Spare Kenyans from taxes, Mukhisa Kituyi tells Uhuru Kenyatta

Live: Kusi Ideas Festival

The government should extend Covid-19 tax waivers, which come to an end this month, to help Kenyans recover from the Covid-19 pandemic.

This is according to United Nations Conference on Trade and Development (UNCTAD) Secretary-General Dr Mukhisa Kituyi, while speaking at the Kusi Ideas Festival in Kisumu, who noted that reversing the taxes at this time would hurt the promise of recovery and reverse gains achieved by the measures.

"I would like to suggest humbly that you do not suspend the waivers in the middle of a pandemic.
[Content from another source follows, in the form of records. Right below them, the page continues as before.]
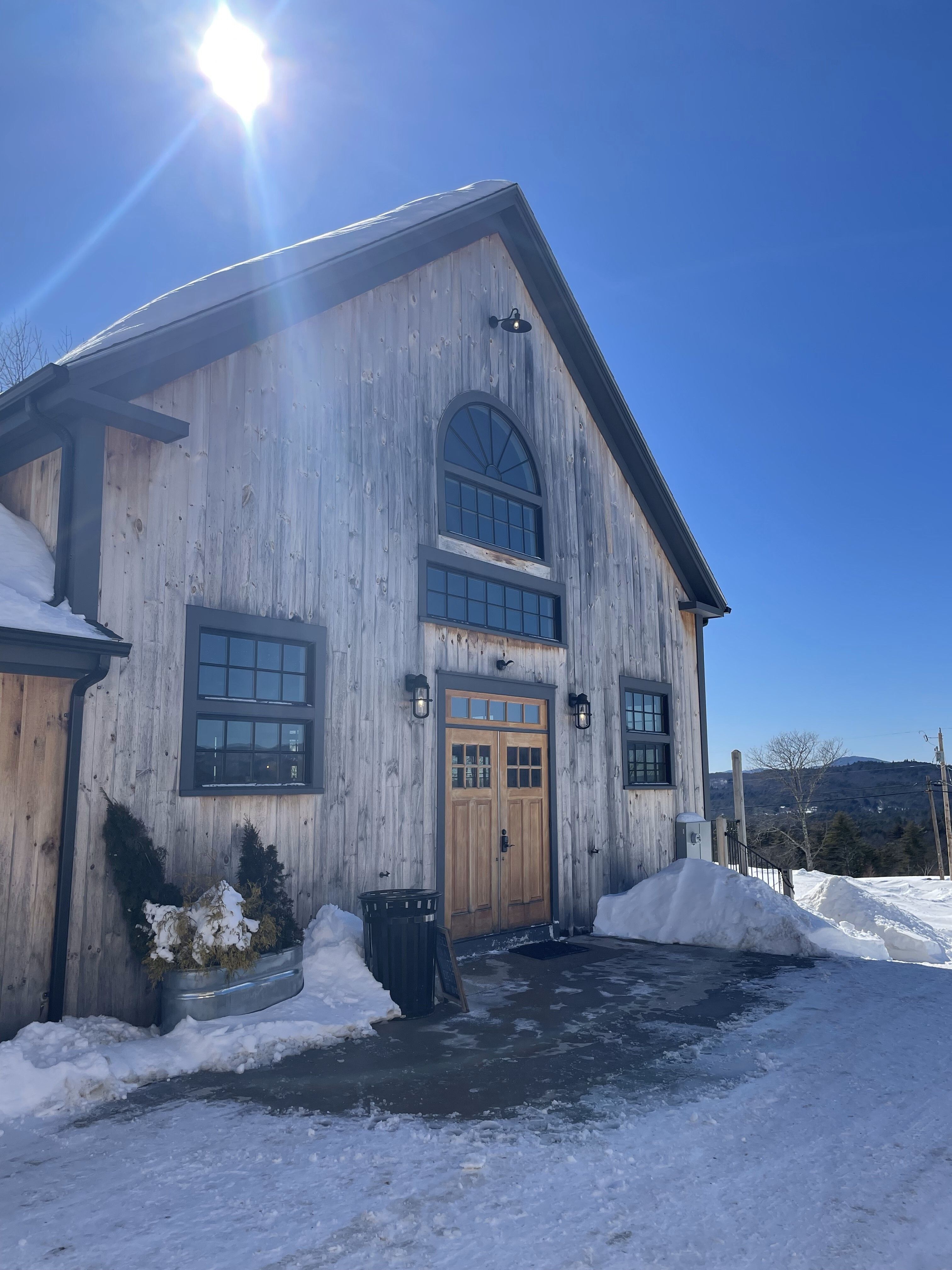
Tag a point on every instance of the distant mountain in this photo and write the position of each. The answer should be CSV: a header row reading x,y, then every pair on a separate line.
x,y
861,787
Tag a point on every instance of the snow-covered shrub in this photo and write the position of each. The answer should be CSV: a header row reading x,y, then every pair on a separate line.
x,y
214,931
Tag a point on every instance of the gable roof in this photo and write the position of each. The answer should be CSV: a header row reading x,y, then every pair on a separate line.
x,y
228,310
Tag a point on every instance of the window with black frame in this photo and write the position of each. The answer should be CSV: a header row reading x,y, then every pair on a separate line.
x,y
253,717
647,733
492,493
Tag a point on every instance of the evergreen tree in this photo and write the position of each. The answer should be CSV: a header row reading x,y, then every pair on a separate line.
x,y
843,850
261,869
139,870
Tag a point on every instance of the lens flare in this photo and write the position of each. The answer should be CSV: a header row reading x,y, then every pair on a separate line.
x,y
233,59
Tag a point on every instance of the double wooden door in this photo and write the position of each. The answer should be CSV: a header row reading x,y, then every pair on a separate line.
x,y
498,870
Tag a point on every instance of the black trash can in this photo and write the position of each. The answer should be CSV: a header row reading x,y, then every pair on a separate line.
x,y
400,945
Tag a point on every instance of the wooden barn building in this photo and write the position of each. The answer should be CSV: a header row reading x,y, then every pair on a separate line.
x,y
380,561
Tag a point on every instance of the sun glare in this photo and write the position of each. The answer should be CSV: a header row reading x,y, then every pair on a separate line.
x,y
233,59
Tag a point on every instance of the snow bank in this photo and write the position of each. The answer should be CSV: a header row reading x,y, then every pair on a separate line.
x,y
27,583
56,1067
864,905
697,902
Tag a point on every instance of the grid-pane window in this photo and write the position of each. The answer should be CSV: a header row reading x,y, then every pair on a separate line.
x,y
644,712
483,516
647,736
460,598
251,752
252,670
649,765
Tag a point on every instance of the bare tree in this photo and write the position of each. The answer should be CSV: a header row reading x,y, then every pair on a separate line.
x,y
802,761
25,351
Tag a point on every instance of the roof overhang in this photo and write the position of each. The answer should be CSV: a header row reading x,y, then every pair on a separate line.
x,y
59,657
106,379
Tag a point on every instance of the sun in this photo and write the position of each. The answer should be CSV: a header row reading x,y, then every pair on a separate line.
x,y
233,59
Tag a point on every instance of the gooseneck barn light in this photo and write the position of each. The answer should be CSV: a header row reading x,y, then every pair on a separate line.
x,y
582,708
514,323
418,688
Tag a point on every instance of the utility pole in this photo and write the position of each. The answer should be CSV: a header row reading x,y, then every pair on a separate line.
x,y
936,827
739,797
944,773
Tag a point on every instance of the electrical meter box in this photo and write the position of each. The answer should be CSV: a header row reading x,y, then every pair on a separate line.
x,y
692,838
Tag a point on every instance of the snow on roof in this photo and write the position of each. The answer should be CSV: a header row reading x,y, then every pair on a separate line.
x,y
27,573
251,276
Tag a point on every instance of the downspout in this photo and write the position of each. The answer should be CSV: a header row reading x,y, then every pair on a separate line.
x,y
64,520
68,839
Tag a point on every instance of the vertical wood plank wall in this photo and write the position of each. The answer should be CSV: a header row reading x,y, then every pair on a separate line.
x,y
305,488
33,714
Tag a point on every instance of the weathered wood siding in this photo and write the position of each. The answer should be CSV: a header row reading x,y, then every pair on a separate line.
x,y
33,714
305,488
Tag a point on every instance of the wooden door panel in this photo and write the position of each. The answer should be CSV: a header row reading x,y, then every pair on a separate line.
x,y
525,869
473,820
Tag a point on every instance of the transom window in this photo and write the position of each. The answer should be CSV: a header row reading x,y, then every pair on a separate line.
x,y
484,461
477,601
647,738
251,670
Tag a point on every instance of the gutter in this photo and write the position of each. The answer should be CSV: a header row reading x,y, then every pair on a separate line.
x,y
68,839
64,525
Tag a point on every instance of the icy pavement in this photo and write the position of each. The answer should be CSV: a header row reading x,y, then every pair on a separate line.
x,y
825,1145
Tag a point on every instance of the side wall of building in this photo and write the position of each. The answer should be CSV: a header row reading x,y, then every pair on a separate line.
x,y
33,716
306,488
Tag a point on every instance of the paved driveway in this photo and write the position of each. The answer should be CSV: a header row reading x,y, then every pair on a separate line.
x,y
615,1018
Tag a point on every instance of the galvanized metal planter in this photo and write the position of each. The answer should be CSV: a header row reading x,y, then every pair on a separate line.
x,y
206,995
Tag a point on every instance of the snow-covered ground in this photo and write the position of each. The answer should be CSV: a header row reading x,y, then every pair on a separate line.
x,y
912,915
832,1155
696,902
75,1063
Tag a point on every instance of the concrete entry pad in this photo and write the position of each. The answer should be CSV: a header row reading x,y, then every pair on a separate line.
x,y
615,1019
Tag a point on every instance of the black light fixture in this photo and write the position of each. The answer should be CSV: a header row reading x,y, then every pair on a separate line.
x,y
418,688
581,704
514,323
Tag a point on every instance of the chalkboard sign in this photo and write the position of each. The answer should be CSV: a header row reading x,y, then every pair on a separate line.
x,y
450,982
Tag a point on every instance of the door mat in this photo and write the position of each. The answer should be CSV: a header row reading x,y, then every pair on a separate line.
x,y
546,949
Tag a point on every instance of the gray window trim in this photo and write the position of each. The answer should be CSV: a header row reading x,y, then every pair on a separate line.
x,y
493,573
627,684
497,487
506,689
313,712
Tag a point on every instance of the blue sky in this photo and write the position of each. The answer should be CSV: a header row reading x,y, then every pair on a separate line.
x,y
751,200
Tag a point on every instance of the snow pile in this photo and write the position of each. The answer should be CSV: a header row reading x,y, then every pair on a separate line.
x,y
215,921
865,905
56,1067
697,902
27,583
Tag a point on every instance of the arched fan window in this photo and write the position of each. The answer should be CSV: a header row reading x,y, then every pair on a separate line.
x,y
490,484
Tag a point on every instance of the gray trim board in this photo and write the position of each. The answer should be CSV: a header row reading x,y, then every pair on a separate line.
x,y
504,689
492,573
58,657
313,712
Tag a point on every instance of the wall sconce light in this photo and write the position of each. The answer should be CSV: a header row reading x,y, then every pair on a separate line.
x,y
418,688
514,323
582,707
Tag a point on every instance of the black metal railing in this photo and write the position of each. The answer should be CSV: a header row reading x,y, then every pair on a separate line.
x,y
748,861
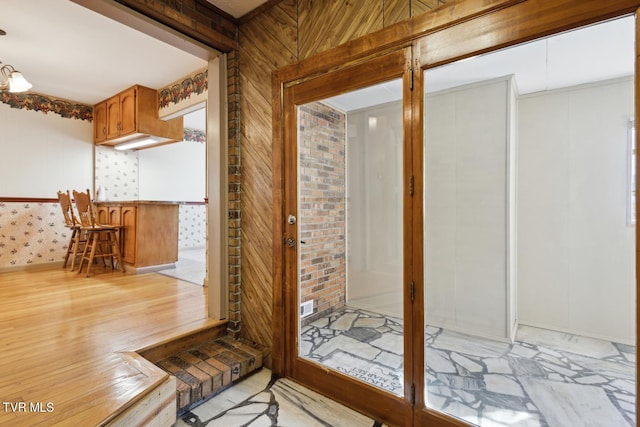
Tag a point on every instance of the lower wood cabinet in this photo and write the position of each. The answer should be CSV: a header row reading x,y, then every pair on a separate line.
x,y
149,234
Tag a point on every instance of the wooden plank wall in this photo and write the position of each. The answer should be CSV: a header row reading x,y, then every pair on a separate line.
x,y
288,32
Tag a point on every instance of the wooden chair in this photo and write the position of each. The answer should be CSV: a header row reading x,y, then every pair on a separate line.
x,y
76,242
102,240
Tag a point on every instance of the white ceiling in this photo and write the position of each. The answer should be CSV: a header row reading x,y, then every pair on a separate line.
x,y
68,51
590,54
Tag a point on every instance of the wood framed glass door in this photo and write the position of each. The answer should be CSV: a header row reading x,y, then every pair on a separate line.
x,y
487,219
526,203
348,218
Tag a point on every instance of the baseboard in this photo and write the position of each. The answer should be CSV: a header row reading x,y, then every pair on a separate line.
x,y
33,267
149,268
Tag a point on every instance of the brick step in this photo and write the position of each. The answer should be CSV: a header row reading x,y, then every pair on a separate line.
x,y
208,368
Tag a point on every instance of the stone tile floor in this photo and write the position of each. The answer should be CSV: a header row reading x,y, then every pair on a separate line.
x,y
544,378
190,267
260,401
Continue with those waivers until the alternative mechanisms that you have announced are in place, then you can remove them," Dr Kituyi said in a passionate appeal to President Uhuru Kenyatta today.

Treasury Cabinet Secretary Ukur Yatani last week announced that temporary Covid-19 tax reliefs announced in April by President Kenyatta will expire at the end of the year.   

Yatani said the easing of the containment measures and subsequent resumption of normalcy had made it necessary to return to pre-Covid-19 tax rates from January 1, 2021.

This means that corporate tax rate, taxes paid by companies on their profits, will now revert to 30 per cent from the current 25 per cent. The individual income tax rate, also known as Pay As You Earn (PAYE), will also revert to 30 per cent from the current 25 per cent, while Value Added Tax (VAT) rate will go back to 16 per cent from the current 14 per cent.

The UNCTAD boss said that all economic recovery plans on the continent should be embedded within health recovery plans, and not the other way round where governments first focus on the pandemic before dealing with the economic devastation from the health crisis.

Dr Kituyi also asked African governments to de-risk startups, especially those in the digital economy, to allow them access to credit.

He also said governments on the continent must find ways to subsidise the agricultural sector as part of economic recovery plans. 

Not all hit by Covid-19

Speakers at the festival noted that not all sectors have been negatively impacted by the pandemic, giving the continent a 'fire exit.' Some of the sectors that have thrived in the pandemic season include agriculture, health and telecoms, while the hospitality and aviation sectors have taken the biggest hit.

Dr Kituyi said the pandemic has caused a 49 per cent drop in foreign direct investments (FDI) into the continent, while the aviation sector has seen an 80 per cent drop in air travel.

Before going out to borrow, the continent was also urged to stem the outflows of illicit financial flows estimated at $90 billion, which Dr Kituyi said is enough to fund half of the Sustainable Development Goals (SDG) budget gap.

On her part, Ms Wanjiru Gikonyo, the Founding Trustee and National Coordinator of The Institute for Social Accountability (TISA), said Kenya has very good policies but the elephant in the room has always been why they are never implemented.

"We have very good policies, but why they are not implemented is a political question," she said. 

Ms Gikonyo noted that the country had taken too long to adopt community health system policies which would have come in handy in the war against the pandemic.